2-D-0 (Directional Factors)
Homer states that the 'perfect geometric circle' is also important for directional control of the ball. Lever Assembly is the the angle formed between the left arm and the club. Homer states that lever assembly is seldom more than an inch from full extension at impact. But as Trackman has shown, hitting a shot that is one dimple from the sweetspot causes the ball to move off line. So an inch is quite a bit.
Homer then discusses the Venturi Effect, Flight Line and Flight Path, but the big thing he's getting at is if the clubface leans forward (which usually stems from moving the hands forward), the clubface will now point out to the right. Conversely, if the clubface leans back then the clubface will now point out to the left. The golfer can make note of this as if they use 'impact hands' at address, they need to keep in mind the clubface will point to the right. Conversely, if they use 'mid-body' hands at address, then they need to note the clubface points more to the left.
Furthermore, Homer states that deviations in Horizontal Hinging can produce considerable variation in direction, but little change in trajectory (height of ball flight). For vertical hinging, variation can produce considerable variation in trajectory, but little change in direction. Angled hinging depends on the plane. An angled hinge on a flatter plane is more characteristic of a horizontal hinge. On a steeper plane, the angled hinge has more vertical hinge characteristics.
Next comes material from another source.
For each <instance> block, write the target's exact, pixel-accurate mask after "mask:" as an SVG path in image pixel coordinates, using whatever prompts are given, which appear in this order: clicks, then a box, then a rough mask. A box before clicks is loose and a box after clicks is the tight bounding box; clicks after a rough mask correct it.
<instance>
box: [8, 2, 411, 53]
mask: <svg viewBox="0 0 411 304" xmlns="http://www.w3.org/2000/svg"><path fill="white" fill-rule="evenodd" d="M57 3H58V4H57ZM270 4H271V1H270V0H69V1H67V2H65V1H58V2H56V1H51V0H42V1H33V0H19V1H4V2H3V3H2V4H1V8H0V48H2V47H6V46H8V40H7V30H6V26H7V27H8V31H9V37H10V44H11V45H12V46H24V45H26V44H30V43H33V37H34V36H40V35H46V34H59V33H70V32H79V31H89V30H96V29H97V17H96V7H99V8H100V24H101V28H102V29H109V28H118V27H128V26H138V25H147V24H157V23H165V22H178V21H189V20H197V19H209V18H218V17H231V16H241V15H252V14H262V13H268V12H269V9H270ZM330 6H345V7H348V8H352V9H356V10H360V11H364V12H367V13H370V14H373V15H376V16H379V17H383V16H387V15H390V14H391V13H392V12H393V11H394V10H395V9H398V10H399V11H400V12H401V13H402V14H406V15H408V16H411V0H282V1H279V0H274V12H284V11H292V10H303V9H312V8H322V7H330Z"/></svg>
I *believe* if you use an angled hinge and want to hit the ball with power, you need to swing on a flatter plane.
Homer also talks about 'seperation' which is the point after impact, just when the ball leaves the clubface or 'seperates' from the clubface.
2-D-1 lists all of the major directional factors. Most of them are easy to understand without me going into them.
2-E (Conservation of Momentum)
Objects in a linear collision cannot seperate greater than the speed of approach. - Homer KelleyBasically Homer is stating that you cannot have greater clubhead speed after impact than you do before and at impact. Physicists have recently backed this up. I tend to agree, but feeling like you have more clubhead speed after impact is a good swing feel to have.
Homer then gets into COR which is part of the 'trampoline effect' you often hear about when it comes to new drivers. For the better golf balls, the 'trampoline effect' is higher and any 'compression leakage' causes a lesser COR.
So with a good golf ball, a clubhead approaching impact at 100 mph will slow down to 80 mph at seperation. And with a lesser golf ball the clubhead could slow down to 70 mph.